そしてそのお寺では死後の菩提寺が無い人に対して浄土真宗になればうちのお寺で対応すると言うような手法を使われているそうなのですが、こういう事は良くあることなのでしょうか?
あまり祖父母が浄土真宗としてのお参りなどをこれまでしてきていなかった事と、子供の頃から曹洞宗のお盆で慣れて居た事もあり、面食らって居ます。
回答は各僧侶の個人的な意見で、仏教教義や宗派見解と異なることがあります。
多くの回答からあなたの人生を探してみてください。
浄土真宗
拝読させて頂きました。
貴方が疑問に思われることは、浄土真宗に属する私もごもっともだと思いました。
お祖母様の御遺骨を納められているお寺の住職が、かなり言葉足らずで、参詣者に対してあまりに配慮がなさ過ぎるのでしょうね。補足するならば、成仏したから帰って来ないのではなく、成仏したが故にいつも寄り添っていてくれる存在だということと思うのです。
これは仏教の法要儀式に詳しい、同じ宗門の先輩僧侶から聞いた話で紹介させて頂きます。少なくとも納骨先の住職のような理解が主流となったのは、明治以降、それも戦後ではないかという見解です。
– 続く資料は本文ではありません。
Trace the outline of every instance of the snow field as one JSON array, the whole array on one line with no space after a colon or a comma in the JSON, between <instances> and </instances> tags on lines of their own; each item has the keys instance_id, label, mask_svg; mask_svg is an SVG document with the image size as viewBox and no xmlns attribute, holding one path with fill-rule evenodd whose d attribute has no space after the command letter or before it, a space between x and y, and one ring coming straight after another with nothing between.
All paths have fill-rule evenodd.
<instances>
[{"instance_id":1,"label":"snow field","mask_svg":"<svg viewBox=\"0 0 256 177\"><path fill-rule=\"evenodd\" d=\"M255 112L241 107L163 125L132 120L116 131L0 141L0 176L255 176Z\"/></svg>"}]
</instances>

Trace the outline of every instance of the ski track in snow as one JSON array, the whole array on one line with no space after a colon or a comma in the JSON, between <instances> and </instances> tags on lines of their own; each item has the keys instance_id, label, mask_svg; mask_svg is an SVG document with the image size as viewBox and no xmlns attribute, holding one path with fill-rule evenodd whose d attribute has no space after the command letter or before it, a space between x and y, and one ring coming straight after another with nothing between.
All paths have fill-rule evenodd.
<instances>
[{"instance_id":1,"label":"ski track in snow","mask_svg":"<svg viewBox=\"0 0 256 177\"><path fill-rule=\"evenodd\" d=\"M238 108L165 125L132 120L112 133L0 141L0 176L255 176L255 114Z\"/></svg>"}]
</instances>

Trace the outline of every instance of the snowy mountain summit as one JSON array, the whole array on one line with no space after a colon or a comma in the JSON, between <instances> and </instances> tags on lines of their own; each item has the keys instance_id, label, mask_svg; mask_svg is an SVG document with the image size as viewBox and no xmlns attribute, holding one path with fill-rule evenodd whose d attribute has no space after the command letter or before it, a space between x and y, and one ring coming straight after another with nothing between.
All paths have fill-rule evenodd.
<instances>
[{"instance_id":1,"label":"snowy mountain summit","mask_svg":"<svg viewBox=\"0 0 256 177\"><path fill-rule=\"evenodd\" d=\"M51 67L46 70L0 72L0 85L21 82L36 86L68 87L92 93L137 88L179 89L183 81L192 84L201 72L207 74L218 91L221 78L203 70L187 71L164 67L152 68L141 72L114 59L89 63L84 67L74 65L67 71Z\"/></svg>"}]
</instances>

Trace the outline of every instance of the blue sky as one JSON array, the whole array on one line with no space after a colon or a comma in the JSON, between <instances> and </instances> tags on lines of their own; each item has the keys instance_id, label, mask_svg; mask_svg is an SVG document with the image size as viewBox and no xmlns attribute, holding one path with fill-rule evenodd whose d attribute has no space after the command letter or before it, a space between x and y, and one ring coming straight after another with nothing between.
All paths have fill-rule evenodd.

お仏壇の前に、野菜で作った牛や馬こそ飾らないものの、一般に理解されるお盆の概念は浄土真宗にもあったということです。
京都にある本山西本願寺(東本願寺でも)では、盂蘭盆会の時は宗祖親鸞聖人の御真影を安置する御影堂に、本願寺御歴代の御影(肖像画)が全て懸けられます。
そしてそれら御影の前には、巨大な亀甲(切子)灯篭と呼ばれる盆灯篭の一種である灯篭が吊るされます。この灯篭こそが「魂の依り代」で、古くはその灯篭の真下で、本願寺の門主が盂蘭盆会のお勤めをしたそうです。
そうした史実からしても、浄土真宗でも通仏教と同じような思考で盂蘭盆会を勤めていたことが解る、とのことでした。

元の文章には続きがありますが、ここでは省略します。